The research findings show that the toxin from the mushrooms (Cortinarious orellanus and Cortinarius speciosissimus), sometimes accidentally ingested by humans, has the same very efficient killing effect on kidney cancer cells as on normal kidney cells. This has led to the conclusion that orellanine could be a very efficient renal cancer therapy. Moreover, a large number of humans have accidentally ingested mushrooms containing orellanine and do not display any other long-term consequences than those related to the kidney damage.
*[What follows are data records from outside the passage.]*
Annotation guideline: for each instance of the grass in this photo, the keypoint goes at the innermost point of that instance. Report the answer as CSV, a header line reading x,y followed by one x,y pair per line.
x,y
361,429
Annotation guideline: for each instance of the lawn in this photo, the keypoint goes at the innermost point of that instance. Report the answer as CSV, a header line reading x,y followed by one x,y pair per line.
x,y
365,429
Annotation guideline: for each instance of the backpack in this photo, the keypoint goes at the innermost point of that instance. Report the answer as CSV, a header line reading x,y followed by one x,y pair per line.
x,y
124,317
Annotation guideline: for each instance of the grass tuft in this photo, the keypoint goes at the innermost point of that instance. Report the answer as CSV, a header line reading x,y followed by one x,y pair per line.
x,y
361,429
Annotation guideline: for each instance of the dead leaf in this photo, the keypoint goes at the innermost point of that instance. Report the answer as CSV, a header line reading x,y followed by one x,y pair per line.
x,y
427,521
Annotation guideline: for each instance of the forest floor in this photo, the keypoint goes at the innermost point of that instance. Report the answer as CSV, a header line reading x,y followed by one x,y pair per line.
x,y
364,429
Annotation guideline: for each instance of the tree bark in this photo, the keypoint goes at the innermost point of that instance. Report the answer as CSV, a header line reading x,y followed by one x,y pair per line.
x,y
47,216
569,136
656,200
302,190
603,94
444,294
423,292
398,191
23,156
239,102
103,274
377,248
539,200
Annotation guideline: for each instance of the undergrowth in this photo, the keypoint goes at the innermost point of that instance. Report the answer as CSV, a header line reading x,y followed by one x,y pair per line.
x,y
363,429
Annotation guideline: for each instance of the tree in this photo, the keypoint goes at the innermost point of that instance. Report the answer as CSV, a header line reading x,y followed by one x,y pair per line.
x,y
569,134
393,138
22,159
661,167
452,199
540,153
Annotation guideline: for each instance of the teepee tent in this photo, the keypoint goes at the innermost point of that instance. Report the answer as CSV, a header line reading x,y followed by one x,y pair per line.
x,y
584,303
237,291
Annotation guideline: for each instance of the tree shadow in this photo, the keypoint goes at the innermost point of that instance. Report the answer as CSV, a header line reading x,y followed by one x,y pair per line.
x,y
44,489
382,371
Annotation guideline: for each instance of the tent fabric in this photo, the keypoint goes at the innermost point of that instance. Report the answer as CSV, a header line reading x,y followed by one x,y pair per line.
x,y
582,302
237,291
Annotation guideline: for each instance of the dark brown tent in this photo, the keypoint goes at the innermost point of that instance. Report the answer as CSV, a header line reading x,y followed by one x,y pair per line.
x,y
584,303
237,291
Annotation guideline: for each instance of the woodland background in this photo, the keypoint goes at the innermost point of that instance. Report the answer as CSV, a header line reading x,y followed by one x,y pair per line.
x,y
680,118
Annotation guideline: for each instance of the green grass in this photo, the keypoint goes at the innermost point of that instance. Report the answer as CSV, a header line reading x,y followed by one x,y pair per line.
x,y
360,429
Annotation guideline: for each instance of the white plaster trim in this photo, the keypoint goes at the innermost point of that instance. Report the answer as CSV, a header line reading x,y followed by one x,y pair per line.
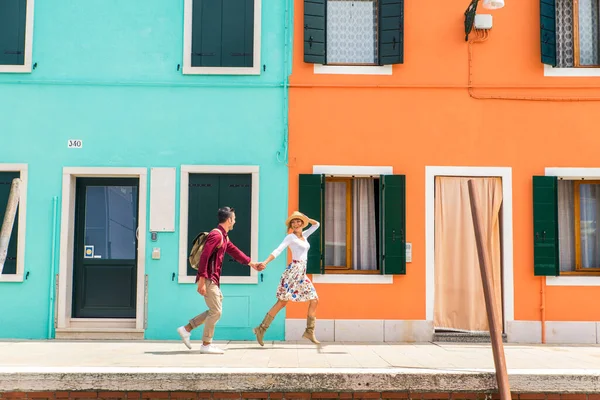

The therapeutic concept is to treat patients with metastasized renal cancer on dialysis with orellanine that acts as a cytotoxic substance actively and specifically pumped into the cancer cells. Since orellanine seems very selective for renal cancer cells and renal cells no severe side-effects are expected since the patients are already on dialysis.
Clinical data from patients who accidentally ingested orellanine-containing mushrooms and Oncorenas experimental toxicology data generated so far, shows only effects related to kidney damage. Orellanine will be given as an intravenous infusion to patients in dialysis with renal cancer that has spread. The goal is a long-term survival for the patients.
Oncorena is planning to take orellanine into clinical trials starting in 2020. The current plan is to conduct the clinical trials on clinics in Sweden enrolling patients with metastatic renal cancer in dialysis from a wide geographical area.
About the project
A unique approach to cancer treatment
The business idea is to utilize the knowledge generated by the innovators concerning a natural compound, orellanine, with highly selective toxic effects on kidney cancer- and tubular cells and develop a treatment for renal cancer. Read more about the innovators.
The background to the project is that professor Börje Haraldsson, a researcher and former kidney specialist physician at Sahlgrenska University Hospital in Gothenburg, Sweden, was searching for a treatment for patients accidentally exposed to orellanine from mushrooms. Professor Haraldsson then discovered that orellanine kill kidney cancer cells as efficiently as it destroys normal kidney cells.
Founding and financing
The project was initially developed with support from Vinnova, Sweden’s public Innovation Agency, and GU Ventures, in Gothenburg, Sweden. Oncorena was incorporated in the Swedish development company PULS’ portfolio in 2013. Read more about PULS.
In September 2016, Oncorena announced that the company had secured capital to conduct clinical studies through a new share issue. The capital has been raised from the current largest owner PULS and through an investment by the venture capital firm HealthCap.